I disagree with the parenting specialists who say that if you can’t give your kids quantity time, then give them quality time. I think your kids deserve both. I found that my finest discussions with my own children came during the quantity times, not the so-called quality times. I’d be driving one of the kids someplace and—bingo!—the conversation led to a very important topic. I just slowed the car down to get in as much time as possible. Proactive communication comes naturally when we spend a great deal of time with our children. It’s easier to get that time when our children are younger, but it is never too late.
I found that my best conversations happened when food was involved. Each week, I tried to connect with each of my girls over a quick meal or treat. One morning, I took Rebecca for a bagel breakfast and then dropped her off at school. Then I turned around and took Christy to the same bagel shop before dropping her off—good conversations and a few more calories for me.

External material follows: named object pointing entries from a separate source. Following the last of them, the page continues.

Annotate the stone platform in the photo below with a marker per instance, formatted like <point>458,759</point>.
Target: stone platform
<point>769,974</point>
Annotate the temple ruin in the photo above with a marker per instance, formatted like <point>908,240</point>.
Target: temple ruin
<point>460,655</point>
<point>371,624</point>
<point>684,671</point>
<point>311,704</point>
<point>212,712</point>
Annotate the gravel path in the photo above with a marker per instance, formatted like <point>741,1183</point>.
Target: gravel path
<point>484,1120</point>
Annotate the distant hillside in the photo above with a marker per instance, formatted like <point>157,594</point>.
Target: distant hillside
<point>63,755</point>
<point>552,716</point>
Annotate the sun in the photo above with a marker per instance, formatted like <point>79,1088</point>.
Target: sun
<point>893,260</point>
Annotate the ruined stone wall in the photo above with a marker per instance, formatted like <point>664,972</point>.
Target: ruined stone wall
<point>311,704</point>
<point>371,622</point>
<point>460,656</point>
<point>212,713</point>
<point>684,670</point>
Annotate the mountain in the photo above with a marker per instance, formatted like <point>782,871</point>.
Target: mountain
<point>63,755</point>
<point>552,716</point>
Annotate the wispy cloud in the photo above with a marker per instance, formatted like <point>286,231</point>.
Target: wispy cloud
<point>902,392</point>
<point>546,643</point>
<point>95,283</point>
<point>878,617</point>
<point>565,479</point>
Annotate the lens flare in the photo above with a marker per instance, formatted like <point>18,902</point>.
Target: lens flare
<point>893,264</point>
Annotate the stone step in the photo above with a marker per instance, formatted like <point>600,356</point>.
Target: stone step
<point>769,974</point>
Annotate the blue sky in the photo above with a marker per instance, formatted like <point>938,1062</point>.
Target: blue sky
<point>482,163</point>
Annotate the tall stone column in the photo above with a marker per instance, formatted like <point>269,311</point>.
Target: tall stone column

A friend of mine used to give his kids a nightly backrub. He would wander into their rooms right about bedtime and begin massaging their shoulders. He told me it was amazing how they would begin to open up about their days when he would start rubbing their backs. Another friend wrote her children letters. Often, a letter is better expressed and better remembered than verbal words; many of us express ourselves far more effectively when we write than when we speak. Sure, it takes time to find a card and write the note, but the dividend is communication lines that stay wide open.